The P/B ratio is calculated by dividing the market capitalisation of a REIT with its book value, or net asset value. Theoretically, having a P/B ratio that is less than 1 means that a REIT is trading for less than what it’s worth – an investor who buys the REIT could liquidate all its assets, settle all its obligations, and still end up with a profit.

A recent report indicated that the average P/B ratio for Singapore’s REIT universe (the local stock market has 27 REITs and six stapled trusts) was 0.9. The list of 33 trusts included eight Retail REITs, as defined by the Global Industry Classification Standard.
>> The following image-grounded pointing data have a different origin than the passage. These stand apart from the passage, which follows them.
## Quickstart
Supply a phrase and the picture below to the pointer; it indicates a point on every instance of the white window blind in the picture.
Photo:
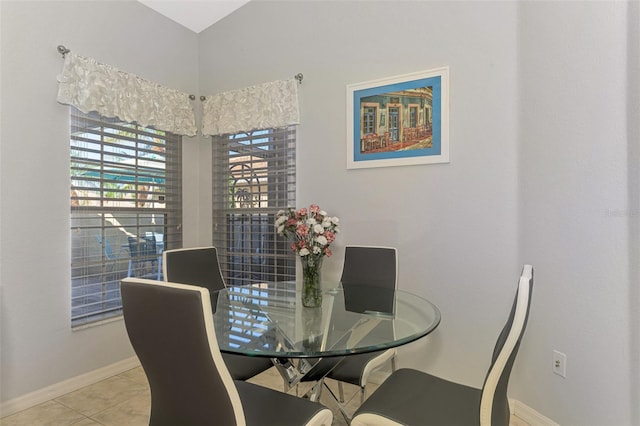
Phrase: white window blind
(254, 176)
(126, 208)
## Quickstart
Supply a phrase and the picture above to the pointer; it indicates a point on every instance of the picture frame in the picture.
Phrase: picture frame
(399, 121)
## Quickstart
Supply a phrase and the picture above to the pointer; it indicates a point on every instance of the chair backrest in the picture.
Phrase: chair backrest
(494, 405)
(195, 266)
(369, 278)
(370, 265)
(171, 330)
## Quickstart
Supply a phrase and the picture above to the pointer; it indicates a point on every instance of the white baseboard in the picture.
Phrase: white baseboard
(58, 389)
(529, 415)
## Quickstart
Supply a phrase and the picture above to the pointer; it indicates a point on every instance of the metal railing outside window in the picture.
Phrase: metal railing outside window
(254, 176)
(126, 208)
Here’re five quick highlights from the report on the eight Retail REITs (figures as of 8 June 2016, unless otherwise stated):

  1. Lippo Malls Indonesia Retail Trust (SGX: D5IU) has a P/B ratio of 0.9. The REIT is home to 19 retail malls and seven retail spaces in Indonesia and offers a distribution yield of 9.9%. While the REIT’s yield looks high, it’s worth noting that its total returns over the past three years have been a negative 15%.
  2. CapitaLand Retail China Trust (SGX: AU8U) also has a P/B ratio of 0.9. The REIT offers a distribution yield of 6.7% and has recorded a total return of 19.1% over the past three years. It is focused on the ownership of retail malls in China and currently has stakes in 10 shopping malls across six Chinese cities.
  3. Meanwhile, Starhill Global Real Estate Investment Trust (SGX: P40U) is yet another REIT with a P/B ratio of 0.9. The REIT has stakes in Wisma Atria and Ngee Ann City in Singapore. In all, the REIT owns commercial as well as retail properties in four other countries, namely Australia, China, Japan, and Malaysia. Over the past three years, Starhill Global REIT has delivered total returns of 4.9%. The REIT offers a 6.5% distribution yield.
  4. Not all retail REITs are trading below their book values. SPH REIT (SGX: SK6U), whose portfolio only has two properties right now (the retail malls Paragon and Clementi Mall in Singapore), trades at its book value. The REIT offers a distribution yield of 6.0% and has recorded a negative total return of 5.8% over the past year.
  5. CapitaLand Mall Trust (SGX: C38U) is one REIT that has a P/B ratio of over 1 – more specifically, the REIT has a P/B ratio of 1.1. CapitaLand Mall Trust, which owns 16 retail malls here, is the Singapore stock market’s first and oldest REIT. It offers a 5.3% distribution yield and has total returns of 14% over the past three year.

The P/B ratio represents a starting point for investors who are looking for REITs that may be undervalued. Valuation, though, has to be complemented by understanding a REIT’s asset quality, the performance of the REIT’s portfolio in the past, and its future prospects, among other important things.